Cloning go-ahead gives hope to millions
Millions of people who have diseases which are currently incurable were given hope today when British scientists were granted permission to clone human embryos for medical research.
Ever since 1996 when Dolly the Sheep – the first mammal to be cloned from an adult cell – was born, there has been hope that cures for serious debilitating diseases are just around the corner.
In 2000 a team at Texas A&M University cloned a bull named “86 Squared” which was naturally resistant to three serious cattle diseases – brucellosis, tuberculosis and salmonellosis.
And in the same year US scientists announced they had restored movement to paralysed mice by injecting stem cells into their spinal fluid.
Now scientists at the University of Newcastle say clinical trials of human cures for diseases such as Alzheimer’s, Parkinson’s and diabetes may only be five to ten years away.
Often the moral alarm over human cloning can overshadow the scientific advancement involved.
For example, after Dolly was born German magazine Der Spiegel featured a row of cloned Hitlers on its front cover.
While cloning to create copies of human babies is outlawed in Britain, the Newcastle researchers’ therapeutic cloning plan has also raised ethical questions because of the waste of embryos.
The scientists plan to duplicate early-stage embryos and extract stem cells from them which can be used for radical new treatments.
The embryos are destroyed before they are 14-days old and never allowed to develop beyond a cluster of cells the size of a pinhead.
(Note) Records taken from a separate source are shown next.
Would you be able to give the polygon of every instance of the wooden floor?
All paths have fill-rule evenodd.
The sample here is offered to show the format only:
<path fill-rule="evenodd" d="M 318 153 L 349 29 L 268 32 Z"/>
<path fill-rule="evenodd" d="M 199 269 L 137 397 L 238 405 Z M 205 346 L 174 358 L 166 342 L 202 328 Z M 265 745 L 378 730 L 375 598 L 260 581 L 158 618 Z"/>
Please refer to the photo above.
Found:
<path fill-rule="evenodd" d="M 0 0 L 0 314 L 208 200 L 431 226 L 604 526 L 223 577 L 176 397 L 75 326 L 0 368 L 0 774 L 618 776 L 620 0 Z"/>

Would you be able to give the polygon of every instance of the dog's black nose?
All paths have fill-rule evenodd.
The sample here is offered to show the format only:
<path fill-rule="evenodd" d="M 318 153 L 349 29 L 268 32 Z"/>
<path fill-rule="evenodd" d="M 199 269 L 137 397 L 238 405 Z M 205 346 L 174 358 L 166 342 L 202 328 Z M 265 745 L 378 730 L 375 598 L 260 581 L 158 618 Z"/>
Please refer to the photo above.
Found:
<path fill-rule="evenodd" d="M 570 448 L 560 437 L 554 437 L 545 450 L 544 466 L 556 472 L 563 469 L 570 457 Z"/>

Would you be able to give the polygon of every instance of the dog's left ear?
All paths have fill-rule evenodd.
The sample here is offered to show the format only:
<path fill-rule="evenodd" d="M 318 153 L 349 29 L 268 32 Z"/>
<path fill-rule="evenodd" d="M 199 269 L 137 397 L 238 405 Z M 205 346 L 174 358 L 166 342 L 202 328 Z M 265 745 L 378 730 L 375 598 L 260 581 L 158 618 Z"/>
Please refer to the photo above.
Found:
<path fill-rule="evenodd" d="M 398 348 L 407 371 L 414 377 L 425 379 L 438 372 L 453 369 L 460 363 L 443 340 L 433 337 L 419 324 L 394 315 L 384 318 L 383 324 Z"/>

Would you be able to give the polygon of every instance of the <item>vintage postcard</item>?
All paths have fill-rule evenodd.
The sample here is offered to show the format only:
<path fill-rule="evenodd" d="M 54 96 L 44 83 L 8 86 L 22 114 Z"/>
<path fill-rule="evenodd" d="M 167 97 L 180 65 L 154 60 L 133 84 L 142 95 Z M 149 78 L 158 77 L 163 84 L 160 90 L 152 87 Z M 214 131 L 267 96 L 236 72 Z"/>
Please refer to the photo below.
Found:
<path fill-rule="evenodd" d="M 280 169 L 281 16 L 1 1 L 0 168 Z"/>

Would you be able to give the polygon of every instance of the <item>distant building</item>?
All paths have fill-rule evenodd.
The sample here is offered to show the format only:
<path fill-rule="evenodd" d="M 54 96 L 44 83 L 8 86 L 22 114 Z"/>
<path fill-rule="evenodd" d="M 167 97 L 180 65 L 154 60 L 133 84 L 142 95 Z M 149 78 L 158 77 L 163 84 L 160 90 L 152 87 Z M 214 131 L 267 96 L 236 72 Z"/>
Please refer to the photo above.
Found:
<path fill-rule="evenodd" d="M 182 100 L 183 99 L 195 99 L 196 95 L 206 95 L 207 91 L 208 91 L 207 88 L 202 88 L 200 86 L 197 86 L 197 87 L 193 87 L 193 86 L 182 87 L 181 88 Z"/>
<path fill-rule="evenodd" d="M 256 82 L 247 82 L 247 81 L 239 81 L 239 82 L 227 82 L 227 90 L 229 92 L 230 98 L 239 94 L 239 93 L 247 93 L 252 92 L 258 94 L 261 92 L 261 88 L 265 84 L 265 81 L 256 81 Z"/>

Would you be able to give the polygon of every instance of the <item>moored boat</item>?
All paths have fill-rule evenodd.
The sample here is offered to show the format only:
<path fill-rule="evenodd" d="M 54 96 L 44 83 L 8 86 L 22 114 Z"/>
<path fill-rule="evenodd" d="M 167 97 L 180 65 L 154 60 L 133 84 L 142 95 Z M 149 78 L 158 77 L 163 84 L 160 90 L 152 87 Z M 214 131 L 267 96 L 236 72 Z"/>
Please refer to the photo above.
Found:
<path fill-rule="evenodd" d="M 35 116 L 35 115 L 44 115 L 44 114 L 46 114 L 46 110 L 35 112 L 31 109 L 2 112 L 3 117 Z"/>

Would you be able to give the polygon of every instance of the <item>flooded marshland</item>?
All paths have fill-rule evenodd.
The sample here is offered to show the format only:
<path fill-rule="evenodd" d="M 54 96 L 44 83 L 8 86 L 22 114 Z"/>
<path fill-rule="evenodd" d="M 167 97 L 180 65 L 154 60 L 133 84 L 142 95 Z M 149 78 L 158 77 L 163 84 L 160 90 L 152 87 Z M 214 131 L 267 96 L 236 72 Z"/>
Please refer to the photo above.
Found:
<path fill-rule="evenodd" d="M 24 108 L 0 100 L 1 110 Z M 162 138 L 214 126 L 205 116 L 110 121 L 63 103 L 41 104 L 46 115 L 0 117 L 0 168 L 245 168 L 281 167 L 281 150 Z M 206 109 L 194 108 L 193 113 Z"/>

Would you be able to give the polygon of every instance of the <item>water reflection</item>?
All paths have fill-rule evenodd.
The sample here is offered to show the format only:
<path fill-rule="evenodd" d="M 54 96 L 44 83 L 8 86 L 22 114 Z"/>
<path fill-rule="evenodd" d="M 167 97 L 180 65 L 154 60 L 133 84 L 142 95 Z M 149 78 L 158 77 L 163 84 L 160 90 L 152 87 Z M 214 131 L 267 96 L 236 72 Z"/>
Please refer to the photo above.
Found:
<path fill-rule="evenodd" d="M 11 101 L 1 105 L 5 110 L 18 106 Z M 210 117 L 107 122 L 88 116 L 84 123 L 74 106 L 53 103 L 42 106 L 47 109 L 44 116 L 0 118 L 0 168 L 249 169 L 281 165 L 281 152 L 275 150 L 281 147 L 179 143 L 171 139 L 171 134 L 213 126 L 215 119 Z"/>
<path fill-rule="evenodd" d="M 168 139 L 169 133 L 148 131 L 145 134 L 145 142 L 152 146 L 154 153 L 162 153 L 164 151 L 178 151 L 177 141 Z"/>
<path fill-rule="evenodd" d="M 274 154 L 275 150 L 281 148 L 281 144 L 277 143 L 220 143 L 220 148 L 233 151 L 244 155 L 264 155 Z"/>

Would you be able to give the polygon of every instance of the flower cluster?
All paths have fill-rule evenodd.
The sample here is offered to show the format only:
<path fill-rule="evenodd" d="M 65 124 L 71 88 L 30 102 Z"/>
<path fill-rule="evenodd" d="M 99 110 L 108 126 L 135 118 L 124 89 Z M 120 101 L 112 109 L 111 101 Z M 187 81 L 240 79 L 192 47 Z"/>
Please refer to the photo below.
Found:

Arlene Judith Klotzko, honorary lecturer in bioethics at University College, London, believes the potential to save lives by conducting therapeutic cloning far outweighs the ethical arguments against it.
“If it was ethically abominable we wouldn’t do it,” she said.
“The embryo is as large as a grain of sand. It’s a ball of cells.
“It is not a person, but the people who are sick are dying are – they need our help.
“What (some people) are saying is ‘We don’t need to do this, we can use adult stem cells, (they) are just as good.’ But they are not. Embryo stem cells are much better.
“From a point of view of science there are things they can learn from this that they cannot learn anywhere else.”
Ms Klotzko also said that tight regulation, such as that by the HFEA which granted the initial one-year research licence to the Newcastle Centre for Life, will ensure that human cloning does not happen.
“The UK is the only country in the West that is allowing therapeutic cloning,” she said.
“That’s fine here because it’s so tightly regulated.
“People are worried about embryos being planted in a woman. In other countries that could happen but here it’s not going to.
“People here should be proud and reassured by that.”
The writer-in-residence at the Science Museum, London, and author of Clone of Your Own? added: “It’s going to take time (to find cures). But that’s even more reason why everybody who can do the research should do it.”